MrsCB I think I know the shop you mean. Despite trying hard, it still felt just a bit too charity shop for me.

Good luck AR, I imagine Brighton is a great place for this kind of shop smile.

QueenMaeve Thu 25-Jul-13 11:48:48

My friend opened one last year. She also does bridal, mother of the bride, first communion etc, which do really, really well.
Her shop is in a nice Victorian building with high ceilings and she has is decorated very boutique like.

MrsCampbellBlack Thu 25-Jul-13 12:54:57

Yes Carrie it is very charity shop in feel.

Arctic - good luck! I think not shoving everything too closely together helps and also making sure the shop doesn't have that 'smell'.

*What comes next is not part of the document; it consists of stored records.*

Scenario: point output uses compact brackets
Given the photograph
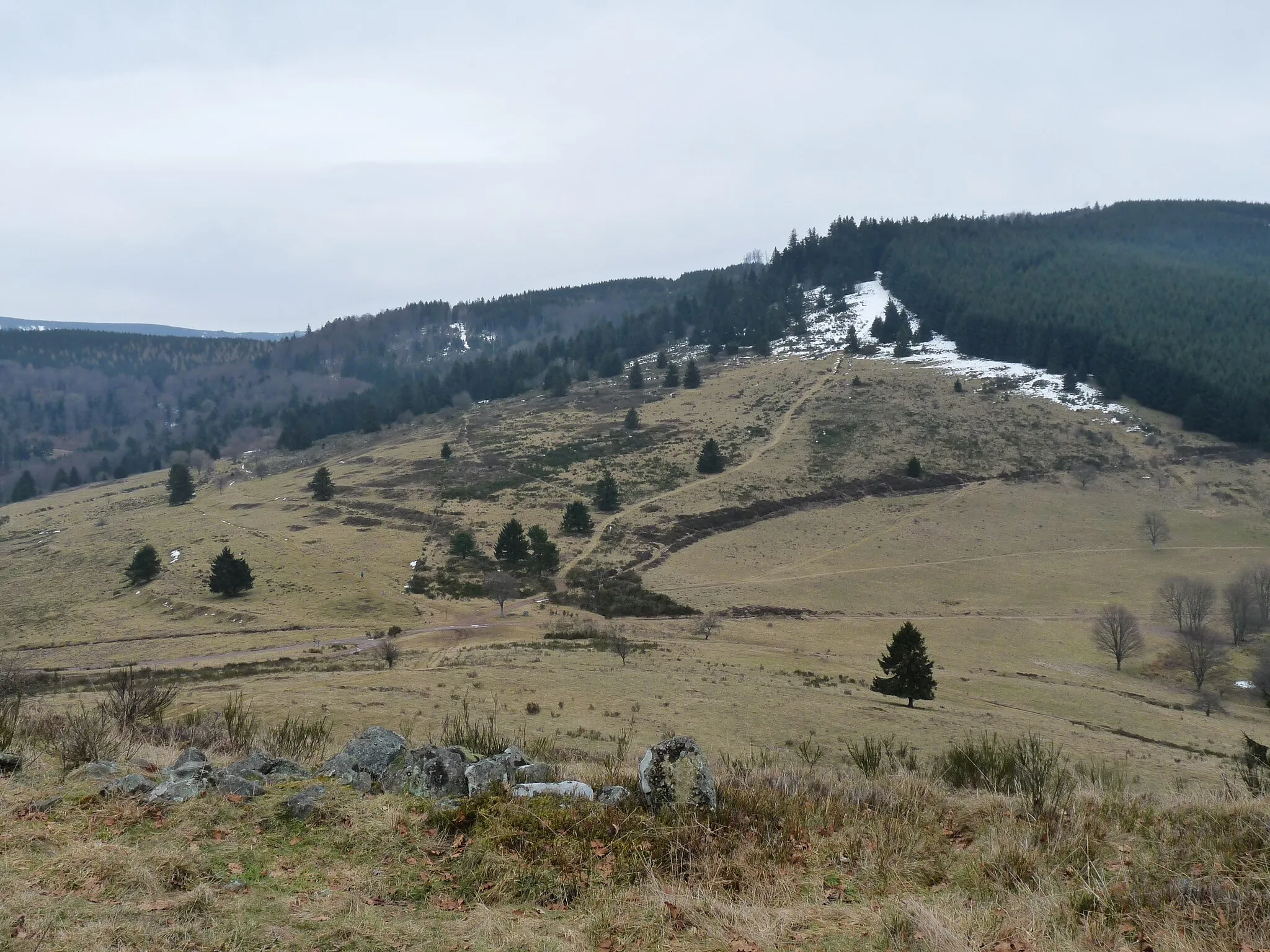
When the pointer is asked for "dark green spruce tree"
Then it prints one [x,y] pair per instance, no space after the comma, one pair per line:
[907,668]
[322,485]
[180,487]
[512,547]
[710,459]
[145,565]
[606,493]
[577,519]
[230,575]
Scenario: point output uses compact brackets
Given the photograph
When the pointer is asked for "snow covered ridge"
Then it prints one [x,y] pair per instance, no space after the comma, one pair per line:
[827,333]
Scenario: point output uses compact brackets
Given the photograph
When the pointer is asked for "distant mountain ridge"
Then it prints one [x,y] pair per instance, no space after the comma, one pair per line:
[161,330]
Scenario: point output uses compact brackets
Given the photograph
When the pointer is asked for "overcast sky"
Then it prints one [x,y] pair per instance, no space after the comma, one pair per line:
[216,167]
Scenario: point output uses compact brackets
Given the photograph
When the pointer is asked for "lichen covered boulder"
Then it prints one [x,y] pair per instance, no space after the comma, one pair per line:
[676,774]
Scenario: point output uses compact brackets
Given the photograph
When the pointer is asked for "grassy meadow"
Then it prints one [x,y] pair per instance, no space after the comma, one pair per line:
[1003,571]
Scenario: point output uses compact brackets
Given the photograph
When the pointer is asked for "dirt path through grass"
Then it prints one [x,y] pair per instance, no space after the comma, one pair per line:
[778,436]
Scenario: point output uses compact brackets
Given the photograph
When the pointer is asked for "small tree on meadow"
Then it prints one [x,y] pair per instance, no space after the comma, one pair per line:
[710,459]
[910,673]
[463,545]
[577,519]
[24,488]
[388,651]
[1155,528]
[180,487]
[607,496]
[1240,609]
[544,552]
[145,565]
[512,547]
[322,485]
[502,587]
[230,575]
[1118,633]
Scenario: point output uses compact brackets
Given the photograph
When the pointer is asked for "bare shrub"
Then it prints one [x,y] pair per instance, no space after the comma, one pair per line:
[81,736]
[1118,633]
[1155,528]
[1204,654]
[242,726]
[133,697]
[299,738]
[1240,609]
[874,757]
[709,625]
[1259,580]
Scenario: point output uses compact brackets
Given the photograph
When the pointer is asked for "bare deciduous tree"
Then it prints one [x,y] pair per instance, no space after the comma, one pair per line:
[502,587]
[1201,597]
[709,625]
[1259,579]
[1240,607]
[1204,653]
[388,651]
[1117,633]
[1173,594]
[1155,528]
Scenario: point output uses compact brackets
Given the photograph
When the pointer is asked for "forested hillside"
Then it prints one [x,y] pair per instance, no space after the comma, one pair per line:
[1168,302]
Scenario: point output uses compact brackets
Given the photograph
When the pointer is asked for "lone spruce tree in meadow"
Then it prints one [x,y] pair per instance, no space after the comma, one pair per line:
[710,459]
[512,546]
[144,566]
[606,493]
[908,669]
[322,485]
[230,575]
[577,519]
[180,487]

evertonmint Thu 25-Jul-13 13:04:00

Right side of Brighton for me - will def pop in! Good luck smile

ArcticRoll Thu 25-Jul-13 14:26:01

Thanks for all the really useful replies, advice and good wishes.
evertonmint-yes please do pop in,and spread the word!I will have spaces for customer parking too.
MrsCB -yes totally agree about not overcrowding the rails (also have wooden not plastic hangers) and will have Jo Malone or similar room diffuser to prevent 'that' smell!

Allthingspretty Thu 25-Jul-13 14:48:32

On the other hand there is a nice one not so far away from me that is lovely with woodwn fkoor boards etc. Prices are reasonable too.

Are tou going to be online too Artic?

pierpressure Thu 25-Jul-13 14:59:07

Have sent you a pm as would also love to visit.
I echo that you need friendly staff when you can afford it. I used to go to one in Chiswick where they were so rude, I stopped going in. There is one in Cuckfield though which is fab, very friendly and brilliant stock, I have taken loads of DFL friends there!

ArcticRoll Thu 25-Jul-13 15:00:46

allthingspretty-no I don't think I will sell online initially but may reconsider once I open.I will have Twitter,FB,Instagram and Pinterest accounts to link to new items coming in.

ArcticRoll Thu 25-Jul-13 15:11:38

pierpressure-thank you for DM-have replied-looking forward to seeing you when I open!
Yes have heard about the one in Cuckfield-am planning a visit for research shortly.

pierpressure Thu 25-Jul-13 15:14:55

I gather it helps if you have a constant source of clothes coming in from a celebrity clothes expert wink

ArcticRoll Thu 25-Jul-13 15:17:31

pierpressure-Yes I would like to find such a source!!